Ушла легко, а выйдя из дома, села на лавочку в соседнем дворе – осознавать, что сделала. Евдокия вдруг почувствовала себя словно в вакууме: всё, что позади, было стёрто, впереди она тоже ничего не могла разглядеть, зацепиться было не за что, и она сидела на холодной скамейке, повиснув в пространстве бессмысленности каких бы то ни было действий.

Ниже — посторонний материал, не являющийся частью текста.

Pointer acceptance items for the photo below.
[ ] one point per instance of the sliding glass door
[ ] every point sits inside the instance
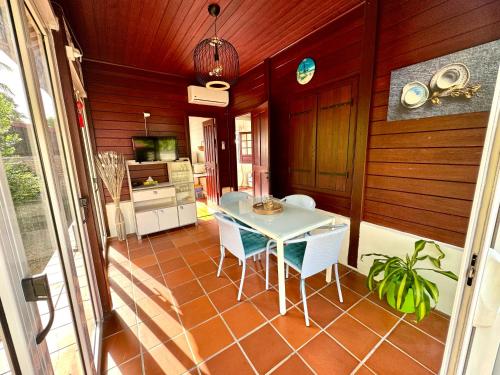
(40, 219)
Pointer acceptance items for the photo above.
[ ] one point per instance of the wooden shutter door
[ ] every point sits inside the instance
(260, 150)
(302, 138)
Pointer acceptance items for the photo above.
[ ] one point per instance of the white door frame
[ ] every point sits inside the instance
(478, 239)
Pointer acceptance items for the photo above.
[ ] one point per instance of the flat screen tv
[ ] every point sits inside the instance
(155, 148)
(144, 148)
(166, 148)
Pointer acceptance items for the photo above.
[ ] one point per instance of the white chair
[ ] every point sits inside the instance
(301, 200)
(310, 255)
(233, 196)
(242, 242)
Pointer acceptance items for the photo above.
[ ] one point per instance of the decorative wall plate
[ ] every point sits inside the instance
(414, 94)
(305, 70)
(452, 75)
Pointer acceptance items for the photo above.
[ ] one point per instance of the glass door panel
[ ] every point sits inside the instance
(29, 199)
(59, 166)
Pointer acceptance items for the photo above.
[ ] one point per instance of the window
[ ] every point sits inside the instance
(245, 147)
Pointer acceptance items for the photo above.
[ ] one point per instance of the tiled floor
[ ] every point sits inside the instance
(173, 315)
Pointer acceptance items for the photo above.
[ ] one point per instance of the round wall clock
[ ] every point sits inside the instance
(305, 70)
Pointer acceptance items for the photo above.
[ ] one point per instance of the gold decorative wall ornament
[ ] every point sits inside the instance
(449, 81)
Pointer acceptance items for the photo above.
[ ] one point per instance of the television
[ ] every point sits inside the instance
(144, 148)
(154, 148)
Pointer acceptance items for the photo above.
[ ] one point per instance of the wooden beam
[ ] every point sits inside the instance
(362, 126)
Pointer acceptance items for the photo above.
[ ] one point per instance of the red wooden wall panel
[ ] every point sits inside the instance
(117, 98)
(416, 170)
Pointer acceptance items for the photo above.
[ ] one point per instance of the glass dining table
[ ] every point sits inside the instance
(293, 221)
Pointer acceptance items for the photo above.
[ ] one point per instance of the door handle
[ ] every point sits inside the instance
(37, 288)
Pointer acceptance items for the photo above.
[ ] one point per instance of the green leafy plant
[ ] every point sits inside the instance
(402, 286)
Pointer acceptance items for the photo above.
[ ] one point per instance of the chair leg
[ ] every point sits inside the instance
(242, 278)
(338, 283)
(304, 300)
(222, 251)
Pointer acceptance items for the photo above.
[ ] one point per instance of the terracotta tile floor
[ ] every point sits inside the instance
(173, 315)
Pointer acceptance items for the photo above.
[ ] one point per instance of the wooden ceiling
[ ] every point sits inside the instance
(160, 35)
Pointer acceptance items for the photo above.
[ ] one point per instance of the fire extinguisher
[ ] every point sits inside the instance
(80, 108)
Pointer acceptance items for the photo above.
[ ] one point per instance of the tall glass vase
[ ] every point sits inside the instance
(119, 222)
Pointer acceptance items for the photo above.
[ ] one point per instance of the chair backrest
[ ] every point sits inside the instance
(233, 196)
(230, 236)
(322, 250)
(301, 200)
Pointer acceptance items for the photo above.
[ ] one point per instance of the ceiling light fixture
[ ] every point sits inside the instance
(216, 61)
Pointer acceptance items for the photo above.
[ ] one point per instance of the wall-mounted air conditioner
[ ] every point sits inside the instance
(202, 95)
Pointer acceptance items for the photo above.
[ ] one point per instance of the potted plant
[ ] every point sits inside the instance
(401, 284)
(110, 166)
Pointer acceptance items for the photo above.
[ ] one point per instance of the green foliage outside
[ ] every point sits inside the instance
(23, 182)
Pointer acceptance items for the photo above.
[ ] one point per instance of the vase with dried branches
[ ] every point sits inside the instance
(111, 168)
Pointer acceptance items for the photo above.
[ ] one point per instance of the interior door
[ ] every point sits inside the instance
(335, 137)
(210, 138)
(260, 161)
(301, 141)
(46, 289)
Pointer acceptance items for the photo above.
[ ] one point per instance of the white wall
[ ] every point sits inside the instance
(196, 138)
(379, 239)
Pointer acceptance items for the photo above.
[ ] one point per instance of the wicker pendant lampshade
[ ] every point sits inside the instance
(216, 61)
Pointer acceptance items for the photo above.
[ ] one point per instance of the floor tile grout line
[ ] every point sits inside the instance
(295, 305)
(219, 314)
(176, 312)
(132, 277)
(427, 333)
(409, 355)
(313, 292)
(378, 344)
(269, 321)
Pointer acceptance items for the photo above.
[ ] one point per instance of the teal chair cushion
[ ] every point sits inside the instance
(253, 242)
(294, 253)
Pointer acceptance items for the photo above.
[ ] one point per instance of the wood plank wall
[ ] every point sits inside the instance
(421, 174)
(117, 98)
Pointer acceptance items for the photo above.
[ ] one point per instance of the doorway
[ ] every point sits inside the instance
(252, 151)
(55, 326)
(203, 162)
(244, 152)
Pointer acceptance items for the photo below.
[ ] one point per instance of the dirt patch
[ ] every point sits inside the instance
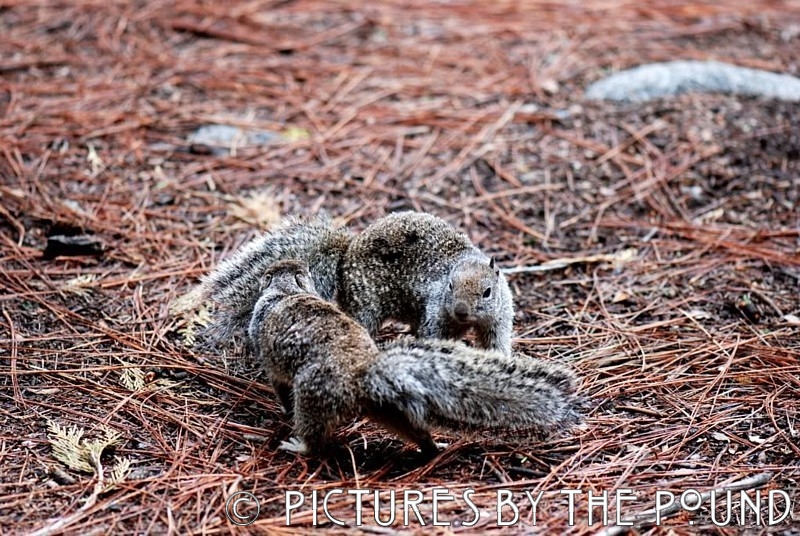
(685, 328)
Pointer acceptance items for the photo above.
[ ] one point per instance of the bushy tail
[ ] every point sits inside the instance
(234, 285)
(450, 385)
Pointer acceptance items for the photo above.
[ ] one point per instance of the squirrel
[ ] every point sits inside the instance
(326, 369)
(234, 284)
(416, 268)
(410, 266)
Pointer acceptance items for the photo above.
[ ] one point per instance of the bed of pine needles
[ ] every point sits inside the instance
(654, 247)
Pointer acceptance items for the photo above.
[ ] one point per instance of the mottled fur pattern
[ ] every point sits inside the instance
(329, 370)
(233, 286)
(416, 268)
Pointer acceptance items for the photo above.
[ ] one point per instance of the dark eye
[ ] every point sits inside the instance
(301, 281)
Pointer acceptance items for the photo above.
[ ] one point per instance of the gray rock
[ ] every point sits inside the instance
(656, 80)
(229, 136)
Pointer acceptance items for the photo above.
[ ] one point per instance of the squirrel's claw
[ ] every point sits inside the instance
(295, 445)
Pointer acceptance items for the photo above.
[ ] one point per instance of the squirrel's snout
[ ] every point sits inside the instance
(461, 311)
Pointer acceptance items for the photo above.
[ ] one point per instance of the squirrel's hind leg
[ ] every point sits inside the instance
(317, 412)
(284, 392)
(400, 425)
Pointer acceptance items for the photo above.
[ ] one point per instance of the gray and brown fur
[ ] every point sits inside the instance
(416, 268)
(327, 368)
(234, 285)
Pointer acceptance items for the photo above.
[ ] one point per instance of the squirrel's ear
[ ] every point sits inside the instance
(303, 281)
(265, 282)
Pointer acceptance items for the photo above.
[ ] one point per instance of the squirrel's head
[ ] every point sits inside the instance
(285, 278)
(472, 290)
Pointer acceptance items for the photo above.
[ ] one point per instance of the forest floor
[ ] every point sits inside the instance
(674, 225)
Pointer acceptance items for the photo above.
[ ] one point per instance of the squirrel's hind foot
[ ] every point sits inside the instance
(298, 446)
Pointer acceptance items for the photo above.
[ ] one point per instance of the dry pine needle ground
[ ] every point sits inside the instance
(673, 227)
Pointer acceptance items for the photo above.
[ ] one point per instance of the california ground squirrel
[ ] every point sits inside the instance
(410, 266)
(234, 284)
(332, 370)
(416, 268)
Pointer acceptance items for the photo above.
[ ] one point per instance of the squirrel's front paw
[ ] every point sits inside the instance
(295, 445)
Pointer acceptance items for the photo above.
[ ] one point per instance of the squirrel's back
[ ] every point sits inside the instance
(234, 285)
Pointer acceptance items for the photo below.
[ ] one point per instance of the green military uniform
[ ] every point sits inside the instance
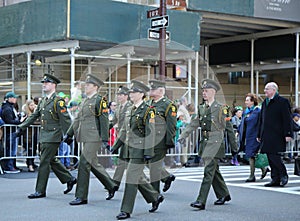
(137, 137)
(55, 121)
(213, 122)
(118, 120)
(90, 129)
(165, 130)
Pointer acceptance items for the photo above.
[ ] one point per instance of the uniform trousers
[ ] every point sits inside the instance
(121, 166)
(89, 162)
(135, 180)
(157, 170)
(49, 160)
(278, 169)
(212, 177)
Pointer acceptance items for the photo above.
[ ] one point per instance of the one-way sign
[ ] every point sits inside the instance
(160, 22)
(154, 35)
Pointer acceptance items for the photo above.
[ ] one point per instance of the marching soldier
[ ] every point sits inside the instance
(212, 119)
(165, 130)
(138, 139)
(55, 121)
(90, 128)
(118, 120)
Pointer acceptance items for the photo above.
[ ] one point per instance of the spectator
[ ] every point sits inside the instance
(73, 110)
(275, 129)
(10, 116)
(248, 131)
(182, 109)
(236, 121)
(30, 139)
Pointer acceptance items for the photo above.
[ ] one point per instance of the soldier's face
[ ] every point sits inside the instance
(248, 102)
(48, 87)
(90, 88)
(156, 93)
(135, 97)
(122, 98)
(208, 93)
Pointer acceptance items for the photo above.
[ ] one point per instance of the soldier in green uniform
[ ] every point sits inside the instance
(212, 118)
(118, 121)
(55, 121)
(137, 139)
(165, 130)
(90, 128)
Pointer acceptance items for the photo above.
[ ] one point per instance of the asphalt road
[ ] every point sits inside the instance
(249, 201)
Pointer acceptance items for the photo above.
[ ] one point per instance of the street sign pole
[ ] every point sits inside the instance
(162, 43)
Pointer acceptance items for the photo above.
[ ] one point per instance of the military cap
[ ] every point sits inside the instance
(209, 83)
(50, 78)
(138, 86)
(123, 90)
(94, 80)
(154, 84)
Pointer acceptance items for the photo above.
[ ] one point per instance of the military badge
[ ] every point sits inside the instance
(61, 103)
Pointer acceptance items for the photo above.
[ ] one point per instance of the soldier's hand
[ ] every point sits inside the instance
(113, 151)
(147, 157)
(105, 145)
(67, 139)
(19, 132)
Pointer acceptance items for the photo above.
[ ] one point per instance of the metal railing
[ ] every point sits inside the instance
(26, 146)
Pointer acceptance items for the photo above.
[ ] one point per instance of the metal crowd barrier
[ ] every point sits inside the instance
(190, 148)
(26, 146)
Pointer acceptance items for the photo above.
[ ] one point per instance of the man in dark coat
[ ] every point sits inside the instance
(275, 129)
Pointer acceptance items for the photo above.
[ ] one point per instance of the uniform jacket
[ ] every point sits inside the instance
(54, 119)
(248, 132)
(275, 123)
(91, 123)
(165, 122)
(213, 123)
(119, 119)
(137, 134)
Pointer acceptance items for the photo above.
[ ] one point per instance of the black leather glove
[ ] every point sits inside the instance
(105, 145)
(147, 157)
(181, 141)
(113, 151)
(67, 139)
(19, 132)
(170, 146)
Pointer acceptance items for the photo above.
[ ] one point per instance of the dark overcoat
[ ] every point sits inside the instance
(275, 123)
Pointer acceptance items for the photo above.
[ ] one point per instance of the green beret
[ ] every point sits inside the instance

Сидела долго и готова была сидеть до бесконечности, пока не появится какая-нибудь спасательная опора, но её не было. Евдокию пронизывал холод – холод душевный, внутренний, и холод мартовского воздуха, и она чувствовала, что трясётся как осиновый лист. Внешний мир заставил обратить на себя внимание. С трудом на негнущихся ногах она встала, окоченевшими до боли руками подняла показавшуюся очень тяжёлой сумку и пошла, что называется, куда глаза глядят. Но глаза видели только темноту зимних улиц, а силы, бОльшую часть которых забрал душевный вакуум, быстро кончились. Евдокия была вынуждена сделать выбор. Она огляделась вокруг, пытаясь сориентироваться в пространстве реальности и свернула вправо – к заботливо сохранённому ею шаткому мосту.

Борьба

– Ну, давай, попробуй, догони!

Алька тут же повёлся на провокацию и кинулся к Андрею, а тот со смехом пулей взлетел по лестнице на крыльцо школы. И никогда бы его не догнать, если бы не чей-то портфель, предательски стоящий на последней ступеньке. Андрей зацепился за него ногой, с размаху полетел вперёд рыбкой и угодил коленкой прямо на осколок кафельной плитки.

– Хотел, чтоб я догнал? Пожалуйста! – победно закричал Алька.